Re: partition routing layering in nodeModifyTable.c

From: Alvaro Herrera <alvherre(at)alvh(dot)no-ip(dot)org>
To: Amit Langote <amitlangote09(at)gmail(dot)com>
Cc: Heikki Linnakangas <hlinnaka(at)iki(dot)fi>, Daniel Gustafsson <daniel(at)yesql(dot)se>, Etsuro Fujita <etsuro(dot)fujita(at)gmail(dot)com>, Andres Freund <andres(at)anarazel(dot)de>, PostgreSQL-development <pgsql-hackers(at)postgresql(dot)org>
Subject: Re: partition routing layering in nodeModifyTable.c
Date: 2020-10-17 15:54:29
Message-ID: 20201017155429.GA9862@alvherre.pgsql
Views: Raw Message | Whole Thread | Download mbox | Resend email
Thread:
Lists: pgsql-hackers

On 2020-Oct-17, Amit Langote wrote:

> Hmm, I don't see ri_PartitionCheckExpr as being a piece of routing
> information, because it's primarily meant to be used when inserting
> *directly* into a partition, although it's true we do initialize it in
> routing target partitions too in some cases.
>
> Also, ChildToRootMap was introduced by the trigger transition table
> project, not tuple routing. I think we misjudged this when we added
> PartitionToRootMap to PartitionRoutingInfo, because it doesn't really
> belong there. This patch fixes that by removing PartitionToRootMap.
>
> RootToPartitionMap and the associated partition slot is the only piece
> of extra information that is needed by tuple routing target relations.

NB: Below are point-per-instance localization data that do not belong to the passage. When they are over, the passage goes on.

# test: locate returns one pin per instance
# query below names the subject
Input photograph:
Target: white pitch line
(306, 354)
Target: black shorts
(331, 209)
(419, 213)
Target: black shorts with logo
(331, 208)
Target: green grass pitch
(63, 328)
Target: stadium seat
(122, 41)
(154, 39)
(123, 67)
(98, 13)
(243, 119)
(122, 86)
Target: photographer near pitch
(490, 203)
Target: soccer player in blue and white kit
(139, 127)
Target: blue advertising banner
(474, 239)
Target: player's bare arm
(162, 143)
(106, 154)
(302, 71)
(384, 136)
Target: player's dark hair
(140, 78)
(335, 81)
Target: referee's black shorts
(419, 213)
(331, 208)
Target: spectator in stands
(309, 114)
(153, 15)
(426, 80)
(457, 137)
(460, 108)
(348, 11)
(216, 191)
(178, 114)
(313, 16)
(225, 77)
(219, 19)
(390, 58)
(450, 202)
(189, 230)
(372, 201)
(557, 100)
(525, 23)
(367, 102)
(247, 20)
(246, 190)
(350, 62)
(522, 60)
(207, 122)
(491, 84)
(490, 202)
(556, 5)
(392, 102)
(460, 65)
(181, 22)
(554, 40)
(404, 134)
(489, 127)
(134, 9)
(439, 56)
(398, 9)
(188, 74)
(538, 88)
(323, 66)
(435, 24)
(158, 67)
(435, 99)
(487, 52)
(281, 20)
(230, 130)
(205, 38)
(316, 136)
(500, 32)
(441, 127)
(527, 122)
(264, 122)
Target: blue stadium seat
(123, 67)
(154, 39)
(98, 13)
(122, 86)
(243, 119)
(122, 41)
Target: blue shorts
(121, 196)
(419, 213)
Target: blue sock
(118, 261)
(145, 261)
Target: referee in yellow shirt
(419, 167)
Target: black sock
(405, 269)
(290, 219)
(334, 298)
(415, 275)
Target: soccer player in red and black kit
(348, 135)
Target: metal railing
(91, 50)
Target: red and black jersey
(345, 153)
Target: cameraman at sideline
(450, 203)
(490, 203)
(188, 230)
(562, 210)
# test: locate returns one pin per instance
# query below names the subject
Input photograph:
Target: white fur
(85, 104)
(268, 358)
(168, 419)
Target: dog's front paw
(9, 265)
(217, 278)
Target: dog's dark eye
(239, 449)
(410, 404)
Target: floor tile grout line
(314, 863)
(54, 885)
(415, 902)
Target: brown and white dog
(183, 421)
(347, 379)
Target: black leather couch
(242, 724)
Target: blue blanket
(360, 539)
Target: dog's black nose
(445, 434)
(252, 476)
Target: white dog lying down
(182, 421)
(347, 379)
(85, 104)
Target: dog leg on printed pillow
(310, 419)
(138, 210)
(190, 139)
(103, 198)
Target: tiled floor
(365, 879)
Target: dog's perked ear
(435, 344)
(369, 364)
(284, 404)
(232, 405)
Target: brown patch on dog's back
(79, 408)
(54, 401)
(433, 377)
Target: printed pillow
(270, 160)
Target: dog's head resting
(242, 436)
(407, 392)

Well, I was thinking on making the ri_PartitionInfo be about
partitioning in general, not just specifically for partition tuple
routing. Maybe Heikki is right that it may end up being simpler to
remove ri_PartitionInfo altogether. It'd just be a couple of additional
pointers in ResultRelInfo after all. (Remember that we wanted to get
rid of fields specific to only certain kinds of RTEs in RangeTblEntry
for example, to keep things cleanly separated, although that project
eventually found its demise for other reasons.)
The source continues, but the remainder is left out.